Why Classification Systems Are Broken

TL;DR: Classification systems were built independently by different organizations, in different decades, for different purposes. The result is global fragmentation that costs businesses millions in manual mapping, compliance risk, and missed insights.

The fragmentation

Your US supplier uses NAICS. Your EU partner reports in NACE. Your customs broker wants HS codes. Your HR team maps jobs to SOC domestically and ISCO internationally.

None of these systems were designed to interoperate.

graph TB
  subgraph US["United States"]
    NAICS["NAICS 2022\n2,125 codes"]
    SOC["SOC 2018\n1,447 codes"]
    HTS["HTS\nUS tariff"]
  end
  subgraph EU["European Union"]
    NACE["NACE Rev 2\n996 codes"]
    ESCO_EU["ESCO\n3,045 occupations"]
    CN["CN 2024\nEU tariff"]
  end
  subgraph Global["Global / UN"]
    ISIC["ISIC Rev 4\n766 codes"]
    ISCO["ISCO-08\n619 codes"]
    HS["HS 2022\n6,960 codes"]
  end
  NAICS -.->|"partial"| ISIC
  NACE -.->|"1:1"| ISIC
  SOC -.->|"lossy"| ISCO
  HTS -.->|"extends"| HS
  CN -.->|"extends"| HS

The dotted lines represent crosswalk mappings. Some are exact. Most are lossy, partial, or many-to-many. And many pairs have no official mapping at all.

How we got here

Each system was built for a specific purpose. NAICS exists for the US/Canada/Mexico census. NACE exists for EU statistical reporting. ISIC exists as a UN global reference. Conceptual overlap, structural divergence.

Systems evolve on different timelines.

System	Last major update	Update cycle
NAICS	2022	Every 5 years
NACE	2008 (Rev 2)	~15 years
SIC	1987	Frozen (still used)
ICD-10-CM	Annual updates	Yearly
HS	2022	Every 5 years

Granularity varies wildly. ISIC has 766 codes. NAICS has 2,125. ICD-10-CM has 97,606. Mapping between different granularity levels is inherently lossy.

No central authority coordinates mappings. The UN publishes some concordances. Eurostat publishes others. But these are static PDFs and spreadsheets - not queryable APIs.

The real cost

Every multinational that consolidates reporting across regions employs people whose primary job is maintaining crosswalk tables by hand.

Data engineering time. Hand-curated crosswalk tables that break whenever either system updates.

Compliance risk. Wrong industry code on a regulatory filing triggers audits. 20 countries = 20 different systems = enormous error surface.

Missed insights. If US and EU teams use different systems with no mapping, you cannot answer: "What is our total transportation revenue globally?"

AI blind spots. LLMs know classification systems exist but hallucinate specific codes. They lack structured access to hierarchies and crosswalk edges.

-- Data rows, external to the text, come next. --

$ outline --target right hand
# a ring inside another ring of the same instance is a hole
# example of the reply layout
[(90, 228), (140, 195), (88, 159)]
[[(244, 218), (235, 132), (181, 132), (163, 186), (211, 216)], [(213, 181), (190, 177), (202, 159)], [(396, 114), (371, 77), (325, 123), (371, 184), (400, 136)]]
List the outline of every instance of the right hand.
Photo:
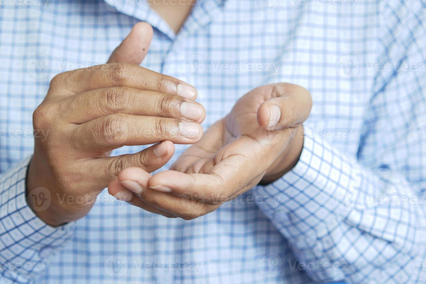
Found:
[[(26, 181), (27, 192), (44, 187), (50, 193), (50, 204), (43, 210), (27, 199), (47, 224), (82, 218), (122, 169), (155, 171), (173, 155), (173, 143), (192, 144), (201, 138), (205, 111), (194, 101), (195, 89), (139, 66), (152, 36), (150, 26), (138, 23), (106, 64), (60, 74), (51, 82), (33, 116), (34, 129), (47, 134), (35, 138)], [(135, 154), (109, 155), (124, 145), (157, 142)]]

The fix is a graph, not a standard

The world does not need another standard. It needs a connector.

graph LR
  A["System A\n(tree of codes)"] -->|crosswalk edges| G["Knowledge Graph"]
  B["System B\n(tree of codes)"] -->|crosswalk edges| G
  C["System C\n(tree of codes)"] -->|crosswalk edges| G
  G -->|translate| A
  G -->|translate| B
  G -->|translate| C

Every classification system is a tree. Crosswalks are edges between trees. Collect enough trees and edges, and any code can be translated to any other system by traversing the graph.

That is World Of Taxonomy: 1,000 trees connected by 321,000 edges.

The systems will continue to exist independently. We connect them anyway.